その笑顔にどきどきしながらも、あたしはまだ、なぎひこに言ってないことに気が付いた。


「ねぇ、なぎひこ!」
「何?あむちゃん。」


声が聞こえる距離、手が届く距離に、なぎひこはいる。
会えなかった分は、これからたくさん色々な楽しみ思い出を作っていけばいい。
そんな気持ちを込めて、あたしはなぎひこに伝える。


「おかえりなさい!」
「‥‥ただいま。」


ちょっと恥ずかしくて、でも嬉しくて。こんなふうに一緒に時間を過ごせることが幸せで。
色んな気持ちが胸を占める。

不意に、なぎひこが腕時計を見てからあたしに手を差し出す。
あたしは不思議に思いながらもその手を掴んだ。


「もう遅いから送るよ。」
「え?‥もう、帰っちゃうの?」
「本当は一緒にいたいけど、もう暗いしね‥。あ、何処か行く予定だった?」
「‥‥えっと、なぎひこに帰国のお祝い買いたくて‥。」
「‥じゃあ、明日一緒に買い物行かない?明日、迎えに行くよ。
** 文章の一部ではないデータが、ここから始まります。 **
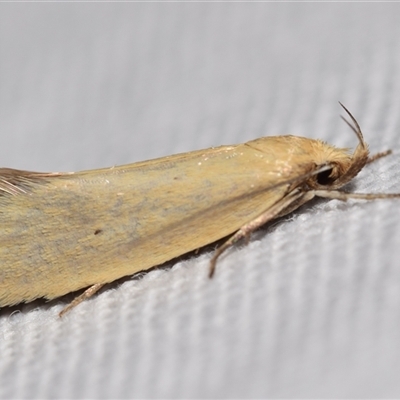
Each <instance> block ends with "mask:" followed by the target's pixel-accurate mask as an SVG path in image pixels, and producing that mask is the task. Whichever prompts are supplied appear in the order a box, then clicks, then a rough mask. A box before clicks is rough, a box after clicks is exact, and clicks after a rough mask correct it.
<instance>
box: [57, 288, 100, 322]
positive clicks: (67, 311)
mask: <svg viewBox="0 0 400 400" xmlns="http://www.w3.org/2000/svg"><path fill="white" fill-rule="evenodd" d="M104 285H105V283H96V284H95V285H92V286H90V287H89V288H87V289H86V290H85V291H84V292H83V293H82V294H81V295H80V296H78V297H75V299H74V300H72V301H71V303H69V304H68V305H67V307H65V308H64V309H63V310H61V312H60V313H59V314H58V316H59V317H60V318H61V317H62V316H63V315H64V314H65V313H67V312H68V311H71V310H72V309H73V308H74V307H76V306H77V305H78V304H80V303H82V301H84V300H86V299H88V298H90V297H92V296H93V295H94V294H95V293H96V292H98V291H99V290H100V289H101V288H102V287H103V286H104Z"/></svg>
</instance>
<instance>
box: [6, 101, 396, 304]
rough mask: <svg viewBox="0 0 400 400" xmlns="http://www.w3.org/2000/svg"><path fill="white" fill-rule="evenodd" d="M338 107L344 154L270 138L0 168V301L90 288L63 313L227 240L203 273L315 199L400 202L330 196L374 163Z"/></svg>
mask: <svg viewBox="0 0 400 400" xmlns="http://www.w3.org/2000/svg"><path fill="white" fill-rule="evenodd" d="M343 108H344V107H343ZM344 109H345V108H344ZM345 110H346V109H345ZM346 112H347V113H348V115H349V116H350V118H351V119H352V122H353V123H352V124H349V125H350V127H351V128H352V129H353V131H354V132H355V133H356V135H357V137H358V139H359V144H358V146H357V147H356V150H355V151H354V153H353V154H352V155H350V154H349V153H348V151H347V149H338V148H335V147H333V146H330V145H328V144H326V143H323V142H321V141H319V140H313V139H306V138H302V137H297V136H275V137H264V138H260V139H256V140H253V141H250V142H247V143H244V144H239V145H234V146H221V147H217V148H211V149H206V150H201V151H194V152H190V153H184V154H178V155H175V156H170V157H164V158H159V159H155V160H150V161H144V162H139V163H135V164H130V165H124V166H120V167H113V168H105V169H100V170H92V171H83V172H77V173H65V174H64V173H34V172H27V171H17V170H12V169H0V306H7V305H13V304H17V303H21V302H29V301H32V300H34V299H36V298H39V297H44V298H46V299H53V298H56V297H59V296H62V295H64V294H66V293H69V292H73V291H76V290H78V289H83V288H87V287H88V289H87V290H86V291H85V292H84V293H83V294H82V295H81V296H80V297H78V298H76V299H75V300H74V301H73V302H72V303H71V304H70V305H69V306H68V307H67V308H65V310H64V312H65V311H67V310H69V309H71V308H72V307H74V306H75V305H77V304H79V302H81V301H82V300H84V299H85V298H88V297H90V296H91V295H93V294H94V293H95V292H96V291H98V290H99V289H100V288H101V287H102V286H103V285H104V284H105V283H109V282H112V281H114V280H116V279H118V278H121V277H123V276H127V275H132V274H134V273H136V272H139V271H144V270H147V269H149V268H151V267H154V266H156V265H159V264H161V263H164V262H166V261H169V260H171V259H173V258H175V257H177V256H180V255H182V254H185V253H187V252H190V251H192V250H195V249H198V248H201V247H203V246H205V245H207V244H210V243H213V242H215V241H217V240H219V239H222V238H224V237H226V236H229V235H233V236H231V237H230V239H228V240H227V241H226V243H225V244H223V245H222V246H221V247H220V248H219V249H217V251H216V252H215V253H214V256H213V257H212V259H211V263H210V276H212V274H213V272H214V270H215V265H216V262H217V259H218V257H219V256H220V255H221V254H222V253H223V252H224V251H225V250H226V249H227V248H229V247H230V246H231V245H232V244H234V243H235V242H237V241H238V240H239V239H241V238H243V237H246V236H247V237H248V236H249V235H250V234H251V232H252V231H254V230H255V229H257V228H258V227H260V226H261V225H263V224H265V223H267V222H268V221H270V220H272V219H274V218H276V217H278V216H281V215H285V214H287V213H288V212H291V211H293V210H295V209H296V208H298V207H299V206H301V205H302V204H304V203H305V202H307V201H309V200H311V199H312V198H313V197H314V196H320V197H326V198H336V199H339V200H347V199H348V198H361V199H374V198H388V197H399V196H400V195H399V194H393V195H384V194H376V195H375V194H348V193H345V192H341V191H339V190H338V189H339V188H340V187H341V186H343V185H344V184H346V183H347V182H349V181H350V180H351V179H352V178H353V177H354V176H355V175H356V174H357V173H358V172H359V171H360V170H361V169H362V168H363V167H364V165H365V164H366V163H367V162H370V161H371V160H372V159H374V158H368V147H367V145H366V143H365V142H364V139H363V136H362V133H361V129H360V127H359V125H358V123H357V121H355V119H354V117H353V116H352V115H351V114H350V113H349V112H348V111H347V110H346ZM346 122H347V121H346ZM382 155H385V154H383V153H381V154H380V156H382ZM375 159H376V158H375Z"/></svg>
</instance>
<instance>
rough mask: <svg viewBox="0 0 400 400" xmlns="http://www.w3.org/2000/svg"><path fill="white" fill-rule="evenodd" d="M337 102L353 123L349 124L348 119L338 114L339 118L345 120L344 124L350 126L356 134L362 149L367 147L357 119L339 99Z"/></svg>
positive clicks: (354, 132) (350, 123) (348, 121)
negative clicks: (358, 124) (337, 101)
mask: <svg viewBox="0 0 400 400" xmlns="http://www.w3.org/2000/svg"><path fill="white" fill-rule="evenodd" d="M339 104H340V105H341V107H342V108H343V110H344V111H346V113H347V115H348V116H349V117H350V118H351V121H352V122H353V124H351V123H350V122H349V121H347V119H346V118H344V117H343V116H342V115H341V116H340V118H342V120H343V121H344V122H346V124H347V125H348V126H349V127H350V128H351V130H352V131H353V132H354V133H355V134H356V135H357V137H358V140H359V142H360V144H361V146H362V147H363V148H364V149H367V148H368V146H367V144H366V143H365V141H364V136H363V134H362V131H361V128H360V125H358V122H357V120H356V119H355V118H354V117H353V114H352V113H351V112H350V111H349V110H348V109H347V108H346V107H345V106H344V105H343V104H342V103H341V102H340V101H339Z"/></svg>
」


今日はもう帰らなくちゃいけないのが凄く寂しかったけど、それを上書きしてしまうくらい、なぎひこの言葉に心を奪われた。

(‥‥明日‥。
そっか、もうあたし達には一緒の明日があるんだ。)

そう思うと嬉しくて、本当はまだ帰りたくなかったけど、一緒の明日が来るなら、明日が楽しみになった。


「どうしたの?あむちゃん。」
「‥また明日って、言えるのが、いいなぁって思って‥。」
「‥‥うん。これからは、毎日会えるよ。」
「えへへ、うん。」
「‥待っててくれてありがとう、あむちゃん。」


手を軽く引き寄せて、なぎひこはそっと囁く。
あたしは繋いだなぎひこの手を、ずっと一緒にいてね、と気持ちを込めて、ぎゅっと握り返した。